Police firing at an exam centre in the Tarai and apathy of politicians make slogans about uplifting marginalised groups ring hollow
DHANUSHA -- While 50,000 plus students who took their SLC
examinations last month anxiously await their results, 1,070 students from three centres in Dhanusha district still have their Social Studies paper to complete.
On early morning of 25 March, during a quotidian security check at centre ‘Kha’ in Yadukoha, parents became unnerved when police frisked their children, which then led to a heated argument and scuffle between the guardians and female police. The tension spread to the other two centres and, unable to control the belligerent crowd, security personnel opened fire at the exam hall in nearby Dhabauli injuring two students.
Seeking to defuse the crisis, officials from the CDO, District Education Office, and the police assured students and parents that there would be a retest and convinced them to let the remaining exams proceed peacefully. However, more than a month after the event, the future of the students remains in limbo. In the past weeks, student unions have shut down schools in the district and announced a general strike to pressurise the government to take quick action.
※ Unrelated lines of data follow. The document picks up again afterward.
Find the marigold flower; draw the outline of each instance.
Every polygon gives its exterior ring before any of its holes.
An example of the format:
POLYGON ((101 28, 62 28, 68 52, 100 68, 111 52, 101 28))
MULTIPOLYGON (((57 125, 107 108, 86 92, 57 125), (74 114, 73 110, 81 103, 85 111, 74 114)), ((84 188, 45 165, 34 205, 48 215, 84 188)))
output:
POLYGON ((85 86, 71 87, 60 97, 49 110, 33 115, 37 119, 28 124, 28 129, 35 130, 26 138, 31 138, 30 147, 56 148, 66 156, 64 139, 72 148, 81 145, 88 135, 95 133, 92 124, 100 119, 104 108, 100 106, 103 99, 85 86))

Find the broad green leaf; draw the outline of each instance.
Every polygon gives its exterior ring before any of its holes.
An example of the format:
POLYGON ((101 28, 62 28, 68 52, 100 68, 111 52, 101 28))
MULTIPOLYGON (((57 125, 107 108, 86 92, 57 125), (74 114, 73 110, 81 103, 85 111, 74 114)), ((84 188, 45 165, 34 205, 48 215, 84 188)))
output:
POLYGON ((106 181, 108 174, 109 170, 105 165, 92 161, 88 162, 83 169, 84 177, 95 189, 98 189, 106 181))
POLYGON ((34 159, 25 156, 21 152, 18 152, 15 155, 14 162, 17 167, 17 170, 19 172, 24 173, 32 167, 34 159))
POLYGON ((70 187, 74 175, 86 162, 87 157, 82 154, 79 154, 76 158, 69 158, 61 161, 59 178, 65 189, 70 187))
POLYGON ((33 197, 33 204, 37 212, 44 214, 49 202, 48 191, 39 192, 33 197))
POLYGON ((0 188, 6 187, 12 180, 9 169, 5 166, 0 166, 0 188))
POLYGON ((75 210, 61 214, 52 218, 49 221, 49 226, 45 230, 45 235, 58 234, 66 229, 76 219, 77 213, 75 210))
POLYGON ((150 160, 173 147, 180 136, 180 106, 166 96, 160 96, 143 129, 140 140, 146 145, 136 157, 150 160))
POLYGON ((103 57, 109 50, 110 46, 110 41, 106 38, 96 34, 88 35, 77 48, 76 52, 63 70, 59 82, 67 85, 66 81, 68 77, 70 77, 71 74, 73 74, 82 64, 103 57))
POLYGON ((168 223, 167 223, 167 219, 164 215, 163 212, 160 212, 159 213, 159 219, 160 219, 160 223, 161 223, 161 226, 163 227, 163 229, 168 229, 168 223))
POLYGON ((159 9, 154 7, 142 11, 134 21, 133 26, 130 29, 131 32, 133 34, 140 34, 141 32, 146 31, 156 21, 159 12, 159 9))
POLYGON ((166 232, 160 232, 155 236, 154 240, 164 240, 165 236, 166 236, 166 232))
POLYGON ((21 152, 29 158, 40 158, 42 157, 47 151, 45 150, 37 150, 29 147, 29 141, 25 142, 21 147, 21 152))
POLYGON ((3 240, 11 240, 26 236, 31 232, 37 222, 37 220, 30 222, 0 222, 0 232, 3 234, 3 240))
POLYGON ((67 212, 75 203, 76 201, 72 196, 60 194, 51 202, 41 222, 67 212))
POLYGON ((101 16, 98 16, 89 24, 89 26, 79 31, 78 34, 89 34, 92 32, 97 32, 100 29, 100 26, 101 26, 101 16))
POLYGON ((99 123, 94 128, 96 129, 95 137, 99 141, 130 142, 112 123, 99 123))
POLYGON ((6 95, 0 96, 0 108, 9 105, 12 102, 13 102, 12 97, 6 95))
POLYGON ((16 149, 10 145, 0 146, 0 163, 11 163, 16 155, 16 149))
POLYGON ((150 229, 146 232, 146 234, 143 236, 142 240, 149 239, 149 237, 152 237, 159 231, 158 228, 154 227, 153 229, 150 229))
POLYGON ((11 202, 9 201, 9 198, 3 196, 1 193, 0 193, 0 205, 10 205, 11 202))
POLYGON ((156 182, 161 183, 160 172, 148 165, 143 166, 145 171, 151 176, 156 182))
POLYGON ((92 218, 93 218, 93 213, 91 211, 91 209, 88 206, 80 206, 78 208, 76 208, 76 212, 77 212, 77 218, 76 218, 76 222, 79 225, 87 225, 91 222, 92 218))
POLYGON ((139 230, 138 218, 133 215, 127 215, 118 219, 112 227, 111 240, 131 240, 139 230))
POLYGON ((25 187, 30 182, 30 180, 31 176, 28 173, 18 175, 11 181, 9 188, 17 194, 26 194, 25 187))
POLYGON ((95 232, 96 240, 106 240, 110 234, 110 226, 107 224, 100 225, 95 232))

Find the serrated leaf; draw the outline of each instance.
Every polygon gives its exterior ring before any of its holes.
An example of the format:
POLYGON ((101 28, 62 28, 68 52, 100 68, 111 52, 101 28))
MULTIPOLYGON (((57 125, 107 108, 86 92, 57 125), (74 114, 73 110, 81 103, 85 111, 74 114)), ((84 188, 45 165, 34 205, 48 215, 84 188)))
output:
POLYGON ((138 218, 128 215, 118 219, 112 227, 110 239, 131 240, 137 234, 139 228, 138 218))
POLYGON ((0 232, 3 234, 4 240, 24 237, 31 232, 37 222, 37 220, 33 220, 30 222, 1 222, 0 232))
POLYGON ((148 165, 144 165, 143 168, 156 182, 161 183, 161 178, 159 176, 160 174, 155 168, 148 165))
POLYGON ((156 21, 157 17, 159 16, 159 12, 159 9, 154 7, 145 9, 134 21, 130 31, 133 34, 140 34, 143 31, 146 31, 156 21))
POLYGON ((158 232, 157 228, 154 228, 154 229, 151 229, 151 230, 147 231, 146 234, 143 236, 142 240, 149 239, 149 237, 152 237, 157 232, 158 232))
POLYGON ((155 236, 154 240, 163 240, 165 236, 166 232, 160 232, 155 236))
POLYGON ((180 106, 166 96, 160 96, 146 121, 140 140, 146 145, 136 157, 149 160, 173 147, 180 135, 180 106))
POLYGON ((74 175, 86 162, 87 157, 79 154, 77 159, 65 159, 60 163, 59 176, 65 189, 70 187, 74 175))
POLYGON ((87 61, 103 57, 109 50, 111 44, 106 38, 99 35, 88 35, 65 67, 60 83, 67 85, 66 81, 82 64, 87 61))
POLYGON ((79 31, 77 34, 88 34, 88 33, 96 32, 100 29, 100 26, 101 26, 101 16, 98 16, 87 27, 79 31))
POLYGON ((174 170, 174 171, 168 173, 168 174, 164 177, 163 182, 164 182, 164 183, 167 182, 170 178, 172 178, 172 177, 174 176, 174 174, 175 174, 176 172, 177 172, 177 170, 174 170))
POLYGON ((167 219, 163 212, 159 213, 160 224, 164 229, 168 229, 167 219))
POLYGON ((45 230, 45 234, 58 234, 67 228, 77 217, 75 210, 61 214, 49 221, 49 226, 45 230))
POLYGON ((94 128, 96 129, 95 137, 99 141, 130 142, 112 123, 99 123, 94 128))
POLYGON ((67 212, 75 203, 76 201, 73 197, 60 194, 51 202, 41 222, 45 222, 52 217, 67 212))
A three-member probe committee set up by the Ministry of Education
arrived in Janakpur on Wednesday to assess the situation and prepare a report. It is baffling that an examination board with decades of experience does not seem to have a clear action plan or guideline in the case of an emergency when exams are disrupted and questions are released early like in Dhanusha.
“We didn’t make any promises of retest that day because we don’t have the authority to make such decisions. We told guardians that we would recommend the Office of the Controller of Examinations in Kathmandu to let the students retake their Social Studies exam,” says CDO Hari Prasad Mainali. “Now it is up to the SLC board to decide.”
The state’s lackadaisical attitude and sluggish response have disheartened students and guardians. According to student leader and youth activist Saroj Mishra, the minister of education Chitralekha Yadav wasn’t even aware of the confrontation until very recently when she came on an official visit to Janakpur.The NC’s Ram Krishna Yadav, who won 2013 elections from Dhanusha-2, did raise the issue on the CA floor, but most Tarai-based parties and politicians have remained shockingly mum.
The future of thousands of students is at stake, many of whom see passing their SLC exam as a way to break out of the cycle of poverty despite the staggeringly low pass rates. It is at times like these when political parties’ grandiose promises of promoting the Madhesi identity and bringing the concerns of historically marginalised groups into the national mainstream ring hollow.
The unfortunate event at Yadukoha and Dhabauli once again highlight unwarranted police brutality and impunity in the region. The police could have fired tear gas or used rubber bullets to disperse the crowd. Instead they resorted to firing live rounds into an unarmed group of agitated parents and students.
“Yes, parents and students were also at fault, but so far nobody has even bothered to find out who was responsible for the shooting. The state is trying to cover up the police’s misdeeds” says Mishra.
The government needs to move swiftly and make a decision not only on the fate of the 1,070 students, but also prosecute the police personnel who pulled the trigger.